I'm not going to make the same argument again, about how uber-producers now occupy the position directors used to in the global-market filmmaking landscape and call the creative shots with a eye on the future far beyond the current film.

But I got thinking about a related argument. There's moment in Danny Boyle's Steve Jobs where Steve Wozniak (Seth Rogen), incensed yet again by Jobs' refusal to acknowledge the work past engineers have done to make the company such a success, snaps.

As he tells Jobs (Michael Fassbender) ; "You can't write code, you're not an engineer, you're not a designer, you can't put a hammer to a nail. I built the circuit board, the graphical interface was stolen from Xerox PARC, Jef Raskin was the leader of the Mac team before you threw him off his own project. Everything. Someone else designed the box! So how come ten times in a day' I read 'Steve jobs is a genius.' What do you do?"

Jobs counters with effortless self-belief with what he does, saying 'I play the orchestra'. Whether you're a storytelling or directing purist or a studio or marketing executive might determine whether you agree with Woz or Jobs, but it recently struck me that's exactly what the modern producer at the big end of town is. If you want, you can be reductive and boil it down to simply saying they don't do anything, they just approve everything other people do, but it's more nuanced than that.

Just like the job of a producer has changed, the mandate of Hollywood film studios have changed too. They've never not been about making money at the box office, but they used to do so by having a producer get a director, script, a few stars and a launch date together and delivering a product they could sell to the punters.

You can argue the death knell of that business model rang in April 2008 when Iron Man came out, the artefact that would be the beachhead for a new way of making and marketing movies (though nobody, not even Marvel, realised how much so at the time). Or you could say it's happened steadily over the last five years, particularly during 2020 when so much of the world found itself locked at home because of COVID.

Netflix couldn't have ordered or made a whole swag of new shows specifically in time to coincide with the global lockdown, the shuttering of cinemas and the corresponding explosion of streaming; real world movie production takes much longer no matter who's doing it. But they had an enormous library anyway and they were already on a spending spree that was set to capitalise on the conditions of the media industry.

Whatever precipitated the change, the Netflixes and Amazons of the world are now in the business of one-off dramas for adults Hollywood used to do in the pre- Star Wars era, and now that Hollywood's backed away from that form even more completely it gives Marvel, LucasFilm et al even more real estate to play with.

Now a director, even a big name one, is just another technician told what to do (for want of a better way of putting it) by a creative figurehead who's looking five or ten years down the line for how the decisions made in the current movie are going to affect the cohesion of a whole franchise.

That's more than an assumption, by the way.
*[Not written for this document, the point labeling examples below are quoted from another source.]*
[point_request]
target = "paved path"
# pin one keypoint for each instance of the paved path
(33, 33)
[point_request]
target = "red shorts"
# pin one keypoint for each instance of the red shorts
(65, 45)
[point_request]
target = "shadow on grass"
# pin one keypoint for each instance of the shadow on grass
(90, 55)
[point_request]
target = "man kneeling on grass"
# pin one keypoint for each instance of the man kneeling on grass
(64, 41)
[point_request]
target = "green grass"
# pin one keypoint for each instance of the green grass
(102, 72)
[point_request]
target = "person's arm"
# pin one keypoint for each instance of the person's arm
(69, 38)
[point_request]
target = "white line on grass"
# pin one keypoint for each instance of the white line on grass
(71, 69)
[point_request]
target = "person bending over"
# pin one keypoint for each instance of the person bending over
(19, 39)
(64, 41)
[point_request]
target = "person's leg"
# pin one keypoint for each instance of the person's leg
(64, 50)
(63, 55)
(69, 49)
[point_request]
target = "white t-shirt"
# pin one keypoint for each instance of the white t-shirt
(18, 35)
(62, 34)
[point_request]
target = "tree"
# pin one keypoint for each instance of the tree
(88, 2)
If you ask me, we got proof recently when Argentinian director Lucrecia Martel was in the running to direct Scarlett Johansson's standalone origin tale in Black Widow and but passed when Marvel higher ups told her not to worry about action scenes – Marvel would take care of them itself.

That was always the way TV saw directors, one-off guns for hire when writers and producers had all the real power. It was only cinema that installed the director as the creative arbiter on whom the success of failure of a project falls entirely.
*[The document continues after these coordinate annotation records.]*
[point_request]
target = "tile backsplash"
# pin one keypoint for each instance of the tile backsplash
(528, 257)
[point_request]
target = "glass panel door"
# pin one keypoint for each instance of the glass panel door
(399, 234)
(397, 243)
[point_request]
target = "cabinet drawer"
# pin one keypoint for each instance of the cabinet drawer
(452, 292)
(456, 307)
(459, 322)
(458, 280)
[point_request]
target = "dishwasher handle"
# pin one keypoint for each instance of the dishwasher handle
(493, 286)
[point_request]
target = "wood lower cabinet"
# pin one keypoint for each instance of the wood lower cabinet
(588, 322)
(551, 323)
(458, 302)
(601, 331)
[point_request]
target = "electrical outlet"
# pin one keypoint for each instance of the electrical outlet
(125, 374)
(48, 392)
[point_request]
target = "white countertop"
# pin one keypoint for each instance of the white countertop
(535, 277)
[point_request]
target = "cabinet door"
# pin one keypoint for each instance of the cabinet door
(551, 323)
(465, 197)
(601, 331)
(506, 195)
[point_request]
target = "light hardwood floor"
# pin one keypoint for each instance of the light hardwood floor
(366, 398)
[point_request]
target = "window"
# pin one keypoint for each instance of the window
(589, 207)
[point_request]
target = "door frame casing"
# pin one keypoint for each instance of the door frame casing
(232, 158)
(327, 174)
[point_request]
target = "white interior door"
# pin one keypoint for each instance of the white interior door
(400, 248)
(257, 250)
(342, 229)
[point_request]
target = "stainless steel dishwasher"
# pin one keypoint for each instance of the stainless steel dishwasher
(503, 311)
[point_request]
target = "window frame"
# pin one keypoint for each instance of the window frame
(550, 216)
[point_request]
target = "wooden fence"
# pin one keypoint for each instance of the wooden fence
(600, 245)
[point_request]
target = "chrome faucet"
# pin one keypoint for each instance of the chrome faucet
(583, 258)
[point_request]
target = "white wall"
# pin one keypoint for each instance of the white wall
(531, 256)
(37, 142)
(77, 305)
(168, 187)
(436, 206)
Now, just like in TV, the creative figurehead of movies is the producer. It's just interesting that they have so much more (creative) power without having to pick up a camera, turn on a computer or saw a piece of plywood in half to build a set themselves.

Put it this way. If you ever find yourself standing in front of Kevin Fiege, would it be out of line to ask him; 'you don't write a script, you don't sew a costume, you don't turn on a camera... what do you do?'

On screens recently... absolutely nothing. There's hasn't been a streaming release in the last month or so that's floated my boat at all.